Run following python script to generate summaries.
(Please also check instructions from BART repository for details.)

import torch
from fairseq.models.bart import BARTModel

bart = BARTModel.from_pretrained(
    'checkpoints/',
    checkpoint_file='semsim.pt',
    data_name_or_path='cnn_dm-bin'
)

bart.cuda()
bart.eval()
bart.half()
count = 1
bsz = 32 # for 12GB GPU memory
with open('cnn_dm/test.source') as source, open('cnn_dm/test.hypo', 'w') as fout:
    sline = source.readline().strip()
    slines = [sline]
    for sline in source:
        if count % bsz == 0:
            with torch.no_grad():
                hypotheses_batch = bart.sample(slines, beam=4, lenpen=2.0, max_len_b=140, min_len=55, no_repeat_ngram_size=3)

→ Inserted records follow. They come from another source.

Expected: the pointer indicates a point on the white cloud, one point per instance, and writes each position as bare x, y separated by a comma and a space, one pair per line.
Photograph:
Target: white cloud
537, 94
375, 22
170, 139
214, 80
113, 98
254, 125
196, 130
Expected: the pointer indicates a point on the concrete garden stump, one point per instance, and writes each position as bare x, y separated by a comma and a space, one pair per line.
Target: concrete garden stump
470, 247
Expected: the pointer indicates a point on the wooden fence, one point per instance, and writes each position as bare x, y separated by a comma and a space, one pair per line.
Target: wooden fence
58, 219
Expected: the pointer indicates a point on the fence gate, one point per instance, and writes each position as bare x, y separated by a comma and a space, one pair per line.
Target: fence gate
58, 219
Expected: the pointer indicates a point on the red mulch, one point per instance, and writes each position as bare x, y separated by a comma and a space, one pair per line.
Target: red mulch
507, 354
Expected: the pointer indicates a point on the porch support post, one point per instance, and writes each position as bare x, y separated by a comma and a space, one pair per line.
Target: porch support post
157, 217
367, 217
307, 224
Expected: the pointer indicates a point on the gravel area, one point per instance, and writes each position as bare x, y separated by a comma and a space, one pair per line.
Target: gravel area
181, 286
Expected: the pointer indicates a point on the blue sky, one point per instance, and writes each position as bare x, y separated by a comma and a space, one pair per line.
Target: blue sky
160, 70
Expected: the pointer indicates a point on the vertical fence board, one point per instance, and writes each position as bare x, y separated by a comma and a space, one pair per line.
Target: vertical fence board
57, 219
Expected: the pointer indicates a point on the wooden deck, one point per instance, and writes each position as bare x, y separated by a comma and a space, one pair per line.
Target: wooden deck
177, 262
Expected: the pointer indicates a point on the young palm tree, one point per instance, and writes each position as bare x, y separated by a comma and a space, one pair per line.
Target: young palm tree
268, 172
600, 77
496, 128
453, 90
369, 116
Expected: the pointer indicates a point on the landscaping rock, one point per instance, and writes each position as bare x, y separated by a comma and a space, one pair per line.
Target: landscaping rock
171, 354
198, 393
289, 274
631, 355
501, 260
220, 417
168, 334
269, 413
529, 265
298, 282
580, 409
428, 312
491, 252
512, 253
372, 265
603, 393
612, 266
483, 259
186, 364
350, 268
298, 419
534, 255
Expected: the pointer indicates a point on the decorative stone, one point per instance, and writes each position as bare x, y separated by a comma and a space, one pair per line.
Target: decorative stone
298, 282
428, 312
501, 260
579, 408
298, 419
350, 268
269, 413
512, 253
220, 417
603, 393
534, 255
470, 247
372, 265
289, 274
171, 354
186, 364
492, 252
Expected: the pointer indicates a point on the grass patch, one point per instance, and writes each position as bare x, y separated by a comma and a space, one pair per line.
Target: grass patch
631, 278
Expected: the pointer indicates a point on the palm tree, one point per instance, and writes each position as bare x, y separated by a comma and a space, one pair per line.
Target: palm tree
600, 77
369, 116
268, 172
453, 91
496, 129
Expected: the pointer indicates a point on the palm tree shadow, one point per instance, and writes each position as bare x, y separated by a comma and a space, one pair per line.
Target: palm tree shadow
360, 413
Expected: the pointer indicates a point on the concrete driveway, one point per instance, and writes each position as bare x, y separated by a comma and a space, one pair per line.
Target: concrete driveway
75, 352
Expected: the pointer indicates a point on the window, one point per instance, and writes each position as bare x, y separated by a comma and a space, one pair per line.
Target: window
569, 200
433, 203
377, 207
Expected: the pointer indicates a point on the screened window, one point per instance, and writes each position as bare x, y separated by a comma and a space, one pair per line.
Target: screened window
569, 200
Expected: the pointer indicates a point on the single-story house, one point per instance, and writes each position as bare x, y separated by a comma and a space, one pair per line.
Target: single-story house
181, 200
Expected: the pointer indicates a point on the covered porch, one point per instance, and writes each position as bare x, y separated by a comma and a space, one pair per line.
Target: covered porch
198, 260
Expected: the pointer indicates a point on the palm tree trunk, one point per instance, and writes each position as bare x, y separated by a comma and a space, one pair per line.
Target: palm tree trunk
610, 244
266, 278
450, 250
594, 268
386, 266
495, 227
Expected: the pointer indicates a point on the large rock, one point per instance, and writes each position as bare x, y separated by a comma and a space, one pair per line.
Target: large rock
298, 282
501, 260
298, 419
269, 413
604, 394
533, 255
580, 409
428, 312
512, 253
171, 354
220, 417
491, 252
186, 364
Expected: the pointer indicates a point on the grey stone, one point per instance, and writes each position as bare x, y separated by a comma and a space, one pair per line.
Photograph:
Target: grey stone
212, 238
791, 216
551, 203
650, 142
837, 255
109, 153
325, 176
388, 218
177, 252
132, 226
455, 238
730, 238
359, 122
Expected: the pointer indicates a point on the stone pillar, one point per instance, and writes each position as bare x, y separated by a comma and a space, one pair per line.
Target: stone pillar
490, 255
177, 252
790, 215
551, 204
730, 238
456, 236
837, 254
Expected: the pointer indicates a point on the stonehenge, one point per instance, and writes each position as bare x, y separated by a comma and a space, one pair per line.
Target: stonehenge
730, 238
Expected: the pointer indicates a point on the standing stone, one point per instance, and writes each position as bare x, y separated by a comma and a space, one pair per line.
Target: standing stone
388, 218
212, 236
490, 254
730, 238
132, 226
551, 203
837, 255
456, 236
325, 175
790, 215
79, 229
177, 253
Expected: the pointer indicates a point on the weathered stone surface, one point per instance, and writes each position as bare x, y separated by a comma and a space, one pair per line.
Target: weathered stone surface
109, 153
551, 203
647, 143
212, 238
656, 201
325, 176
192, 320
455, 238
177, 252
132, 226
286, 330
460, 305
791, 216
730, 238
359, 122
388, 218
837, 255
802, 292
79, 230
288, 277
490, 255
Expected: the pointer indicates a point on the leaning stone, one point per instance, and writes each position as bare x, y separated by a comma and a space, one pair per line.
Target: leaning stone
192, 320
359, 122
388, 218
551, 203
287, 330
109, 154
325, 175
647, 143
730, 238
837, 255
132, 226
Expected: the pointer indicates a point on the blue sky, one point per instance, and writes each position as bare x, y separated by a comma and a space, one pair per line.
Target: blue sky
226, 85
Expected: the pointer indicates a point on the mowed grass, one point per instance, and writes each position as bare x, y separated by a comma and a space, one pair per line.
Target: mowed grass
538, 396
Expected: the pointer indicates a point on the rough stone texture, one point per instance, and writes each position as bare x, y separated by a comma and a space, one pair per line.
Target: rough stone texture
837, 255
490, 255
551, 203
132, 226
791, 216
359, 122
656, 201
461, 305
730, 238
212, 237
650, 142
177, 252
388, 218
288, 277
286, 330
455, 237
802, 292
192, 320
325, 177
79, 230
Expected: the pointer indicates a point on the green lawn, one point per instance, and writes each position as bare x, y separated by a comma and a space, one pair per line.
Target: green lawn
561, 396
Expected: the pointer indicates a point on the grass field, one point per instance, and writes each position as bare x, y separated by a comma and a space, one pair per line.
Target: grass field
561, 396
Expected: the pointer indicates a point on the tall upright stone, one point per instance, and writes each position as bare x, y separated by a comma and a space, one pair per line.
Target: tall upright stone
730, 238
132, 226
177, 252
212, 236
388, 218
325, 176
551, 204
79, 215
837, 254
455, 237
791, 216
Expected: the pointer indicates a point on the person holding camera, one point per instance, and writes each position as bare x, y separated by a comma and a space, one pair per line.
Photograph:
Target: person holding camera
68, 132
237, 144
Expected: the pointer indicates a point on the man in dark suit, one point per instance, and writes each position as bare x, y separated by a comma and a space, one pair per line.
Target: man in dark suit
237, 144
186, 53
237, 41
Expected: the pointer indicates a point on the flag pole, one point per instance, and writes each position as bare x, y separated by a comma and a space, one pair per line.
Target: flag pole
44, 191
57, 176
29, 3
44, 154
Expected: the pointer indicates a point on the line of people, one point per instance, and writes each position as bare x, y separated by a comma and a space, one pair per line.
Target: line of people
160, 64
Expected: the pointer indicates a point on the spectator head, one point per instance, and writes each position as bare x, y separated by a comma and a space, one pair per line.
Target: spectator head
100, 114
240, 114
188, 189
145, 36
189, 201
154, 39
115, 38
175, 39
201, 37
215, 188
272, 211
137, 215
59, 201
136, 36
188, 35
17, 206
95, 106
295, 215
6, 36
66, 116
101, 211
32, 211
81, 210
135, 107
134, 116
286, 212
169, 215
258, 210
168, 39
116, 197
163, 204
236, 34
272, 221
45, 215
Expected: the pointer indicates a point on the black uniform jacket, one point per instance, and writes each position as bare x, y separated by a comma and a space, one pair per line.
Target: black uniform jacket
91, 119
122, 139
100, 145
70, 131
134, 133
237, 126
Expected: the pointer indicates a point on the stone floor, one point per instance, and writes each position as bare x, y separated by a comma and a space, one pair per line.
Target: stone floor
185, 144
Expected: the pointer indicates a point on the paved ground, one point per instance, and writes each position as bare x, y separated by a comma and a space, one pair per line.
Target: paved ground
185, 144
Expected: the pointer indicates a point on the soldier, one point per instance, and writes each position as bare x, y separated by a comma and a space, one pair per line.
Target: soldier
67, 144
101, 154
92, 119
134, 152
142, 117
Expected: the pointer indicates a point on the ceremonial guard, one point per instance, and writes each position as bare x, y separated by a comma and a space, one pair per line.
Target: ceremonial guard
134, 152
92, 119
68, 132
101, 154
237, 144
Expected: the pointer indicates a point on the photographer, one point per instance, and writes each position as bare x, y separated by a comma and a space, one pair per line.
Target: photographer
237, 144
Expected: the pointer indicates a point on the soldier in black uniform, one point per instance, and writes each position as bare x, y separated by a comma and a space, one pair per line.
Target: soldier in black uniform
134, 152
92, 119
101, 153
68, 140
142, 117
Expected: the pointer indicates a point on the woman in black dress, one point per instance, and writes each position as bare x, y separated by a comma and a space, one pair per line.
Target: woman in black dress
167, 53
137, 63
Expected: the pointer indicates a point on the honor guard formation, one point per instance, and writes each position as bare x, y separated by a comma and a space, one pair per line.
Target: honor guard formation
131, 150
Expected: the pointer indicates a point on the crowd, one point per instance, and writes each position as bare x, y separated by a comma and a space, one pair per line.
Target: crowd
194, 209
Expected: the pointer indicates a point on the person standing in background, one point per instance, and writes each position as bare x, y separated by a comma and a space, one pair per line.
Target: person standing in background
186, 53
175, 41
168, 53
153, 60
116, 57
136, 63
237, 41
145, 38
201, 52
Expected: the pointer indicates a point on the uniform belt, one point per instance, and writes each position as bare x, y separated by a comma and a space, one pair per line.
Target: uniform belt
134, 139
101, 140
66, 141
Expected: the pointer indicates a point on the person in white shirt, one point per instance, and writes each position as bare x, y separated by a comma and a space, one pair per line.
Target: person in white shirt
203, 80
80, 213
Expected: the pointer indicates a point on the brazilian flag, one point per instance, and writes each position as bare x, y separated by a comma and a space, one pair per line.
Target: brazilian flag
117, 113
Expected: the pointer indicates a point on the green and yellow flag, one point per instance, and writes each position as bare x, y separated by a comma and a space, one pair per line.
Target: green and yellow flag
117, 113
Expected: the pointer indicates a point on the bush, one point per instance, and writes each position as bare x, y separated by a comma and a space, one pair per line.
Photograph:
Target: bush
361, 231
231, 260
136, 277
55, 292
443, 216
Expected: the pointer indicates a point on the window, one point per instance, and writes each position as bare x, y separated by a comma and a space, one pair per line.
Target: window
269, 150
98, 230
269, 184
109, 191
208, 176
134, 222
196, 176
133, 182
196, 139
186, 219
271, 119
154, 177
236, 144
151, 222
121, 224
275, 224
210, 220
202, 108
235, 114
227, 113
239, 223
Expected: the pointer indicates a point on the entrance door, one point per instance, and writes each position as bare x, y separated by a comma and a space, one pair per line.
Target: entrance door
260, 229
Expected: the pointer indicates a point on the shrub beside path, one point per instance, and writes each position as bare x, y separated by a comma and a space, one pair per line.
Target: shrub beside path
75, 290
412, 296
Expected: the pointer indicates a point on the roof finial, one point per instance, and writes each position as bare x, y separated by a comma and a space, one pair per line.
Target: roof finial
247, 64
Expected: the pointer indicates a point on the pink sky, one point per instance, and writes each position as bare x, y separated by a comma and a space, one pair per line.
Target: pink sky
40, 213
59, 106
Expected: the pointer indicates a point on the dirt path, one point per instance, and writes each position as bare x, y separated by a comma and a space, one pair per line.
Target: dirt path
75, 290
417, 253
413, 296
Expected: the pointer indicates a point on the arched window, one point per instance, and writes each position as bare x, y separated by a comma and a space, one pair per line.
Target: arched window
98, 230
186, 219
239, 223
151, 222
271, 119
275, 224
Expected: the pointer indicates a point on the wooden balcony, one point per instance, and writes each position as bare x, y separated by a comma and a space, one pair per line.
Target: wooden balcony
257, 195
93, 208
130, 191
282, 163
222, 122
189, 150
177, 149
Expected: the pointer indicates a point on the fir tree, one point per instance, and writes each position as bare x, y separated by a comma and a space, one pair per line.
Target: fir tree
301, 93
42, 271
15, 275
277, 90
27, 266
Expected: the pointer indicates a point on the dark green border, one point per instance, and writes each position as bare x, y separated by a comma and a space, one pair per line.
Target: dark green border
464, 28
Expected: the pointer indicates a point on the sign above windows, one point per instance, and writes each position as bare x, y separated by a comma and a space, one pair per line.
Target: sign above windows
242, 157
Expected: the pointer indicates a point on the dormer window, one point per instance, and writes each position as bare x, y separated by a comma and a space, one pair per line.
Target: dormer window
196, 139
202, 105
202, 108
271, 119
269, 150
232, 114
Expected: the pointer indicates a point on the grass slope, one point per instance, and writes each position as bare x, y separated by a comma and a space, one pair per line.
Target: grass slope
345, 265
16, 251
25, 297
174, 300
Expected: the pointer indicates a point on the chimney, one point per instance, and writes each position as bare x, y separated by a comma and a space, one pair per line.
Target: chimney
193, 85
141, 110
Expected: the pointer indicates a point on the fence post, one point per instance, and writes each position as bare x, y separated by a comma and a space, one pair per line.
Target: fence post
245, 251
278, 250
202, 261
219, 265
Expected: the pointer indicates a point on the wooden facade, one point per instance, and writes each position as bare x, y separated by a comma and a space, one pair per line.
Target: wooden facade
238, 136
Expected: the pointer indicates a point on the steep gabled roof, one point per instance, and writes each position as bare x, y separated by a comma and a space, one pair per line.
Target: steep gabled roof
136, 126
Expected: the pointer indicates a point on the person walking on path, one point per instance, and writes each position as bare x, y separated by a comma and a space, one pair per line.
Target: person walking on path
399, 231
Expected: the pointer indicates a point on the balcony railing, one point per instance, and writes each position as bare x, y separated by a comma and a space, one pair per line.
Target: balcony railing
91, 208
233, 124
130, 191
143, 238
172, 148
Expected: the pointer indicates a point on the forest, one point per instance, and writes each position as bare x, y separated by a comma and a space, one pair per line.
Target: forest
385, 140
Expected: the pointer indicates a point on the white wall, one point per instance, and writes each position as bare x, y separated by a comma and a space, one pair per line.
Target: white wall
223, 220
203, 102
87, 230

            for hypothesis in hypotheses_batch:
                fout.write(hypothesis + '\n')
                fout.flush()
            slines = []

        slines.append(sline.strip())
        count += 1
    if slines != []:
        hypotheses_batch = bart.sample(slines, beam=4, lenpen=2.0, max_len_b=140, min_len=55, no_repeat_ngram_size=3)
        for hypothesis in hypotheses_batch:
            fout.write(hypothesis + '\n')
            fout.flush()

Please adjust bsz for faster inferencing. (bsz=32 works well on 12GB GPU memory)

Install files2rouge from here.

export CLASSPATH=/path/to/stanford-corenlp-full-2016-10-31/stanford-corenlp-3.7.0.jar

# Tokenize hypothesis and target files.
cat test.hypo | java edu.stanford.nlp.process.PTBTokenizer -ioFileList -preserveLines > test.hypo.tokenized
cat test.target | java edu.stanford.nlp.process.PTBTokenizer -ioFileList -preserveLines > test.hypo.target
files2rouge test.hypo.tokenized test.hypo.target
# Expected output: (ROUGE-L Average_F: 0.4153)

You need java and CoreNLP library to run the code.